Barrio of Puerto Rico

Río Abajo is a barrio in the municipality of Humacao, Puerto Rico. Its population in 2010 was 7,495.

==History==
Río Abajo was in Spain's gazetteers until Puerto Rico was ceded by Spain in the aftermath of the Spanish–American War under the terms of the Treaty of Paris of 1898 and became an unincorporated territory of the United States.
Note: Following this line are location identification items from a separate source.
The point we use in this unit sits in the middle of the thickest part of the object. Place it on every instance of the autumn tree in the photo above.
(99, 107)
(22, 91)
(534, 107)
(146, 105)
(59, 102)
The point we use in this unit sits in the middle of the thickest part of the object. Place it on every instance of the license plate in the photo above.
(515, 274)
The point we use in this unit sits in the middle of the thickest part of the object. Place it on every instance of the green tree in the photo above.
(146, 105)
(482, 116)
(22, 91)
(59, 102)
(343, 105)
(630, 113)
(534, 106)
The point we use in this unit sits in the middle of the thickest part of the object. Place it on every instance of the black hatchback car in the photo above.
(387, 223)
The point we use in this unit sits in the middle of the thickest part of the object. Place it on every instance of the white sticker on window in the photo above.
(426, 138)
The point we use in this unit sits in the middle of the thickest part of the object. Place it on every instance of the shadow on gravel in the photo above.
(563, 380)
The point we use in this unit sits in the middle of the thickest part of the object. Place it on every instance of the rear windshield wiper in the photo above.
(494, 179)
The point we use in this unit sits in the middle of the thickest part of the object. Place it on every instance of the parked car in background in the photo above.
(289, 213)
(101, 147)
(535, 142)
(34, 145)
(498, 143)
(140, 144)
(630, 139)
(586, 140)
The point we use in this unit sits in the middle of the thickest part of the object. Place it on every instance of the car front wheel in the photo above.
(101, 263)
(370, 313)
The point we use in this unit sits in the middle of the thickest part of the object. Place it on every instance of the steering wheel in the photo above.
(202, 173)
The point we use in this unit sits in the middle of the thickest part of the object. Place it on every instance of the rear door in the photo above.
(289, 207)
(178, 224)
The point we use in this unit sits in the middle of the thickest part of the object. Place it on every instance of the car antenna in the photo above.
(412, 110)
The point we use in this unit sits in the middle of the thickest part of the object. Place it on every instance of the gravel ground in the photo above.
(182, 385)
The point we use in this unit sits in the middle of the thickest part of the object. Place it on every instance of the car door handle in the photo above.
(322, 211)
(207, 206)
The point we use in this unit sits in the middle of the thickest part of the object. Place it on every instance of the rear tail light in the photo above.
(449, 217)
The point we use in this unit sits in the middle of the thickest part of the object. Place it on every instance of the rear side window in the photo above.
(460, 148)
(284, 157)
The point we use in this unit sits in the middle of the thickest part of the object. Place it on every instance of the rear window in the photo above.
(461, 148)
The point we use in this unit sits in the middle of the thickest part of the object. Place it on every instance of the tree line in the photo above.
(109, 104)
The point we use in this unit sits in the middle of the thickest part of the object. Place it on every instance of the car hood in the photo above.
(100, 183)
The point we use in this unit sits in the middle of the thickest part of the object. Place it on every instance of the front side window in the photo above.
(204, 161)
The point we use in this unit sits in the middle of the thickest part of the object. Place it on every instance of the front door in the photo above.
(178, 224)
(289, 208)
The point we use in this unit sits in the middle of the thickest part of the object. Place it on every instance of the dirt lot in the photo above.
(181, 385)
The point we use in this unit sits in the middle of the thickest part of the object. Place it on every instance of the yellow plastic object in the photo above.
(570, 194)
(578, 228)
In 1899, the United States Department of War conducted a census of Puerto Rico finding that the population of Río Abajo and Mambiche barrios was 1,289.

Historical population
| Census | Pop. | Note | %± |
| 1900 | 1,289 |  | — |
| 1910 | 1,284 |  | −0.4% |
| 1920 | 1,019 |  | −20.6% |
| 1930 | 1,090 |  | 7.0% |
| 1940 | 1,553 |  | 42.5% |
| 1950 | 993 |  | −36.1% |
| 1960 | 1,899 |  | 91.2% |
| 1970 | 0 |  | −100.0% |
| 1980 | 5,268 |  | — |
| 1990 | 5,982 |  | 13.6% |
| 2000 | 7,144 |  | 19.4% |
| 2010 | 7,495 |  | 4.9% |
U.S. Decennial Census 1899 (shown as 1900) 1910-1930 1930-1950 1980-2000 2010

==Flood zone==
In 2019, updated flood zone maps show that because of its location- where many hurricanes enter the island, Humacao is one of the most vulnerable areas of Puerto Rico. Humacao was working on flood mitigation plans and shared that its barrios located on the coast; Antón Ruíz, Punta Santiago, Río Abajo, Buena Vista and Candelero Abajo barrios, are prone to flooding and in danger of being completed destroyed by a hurricane.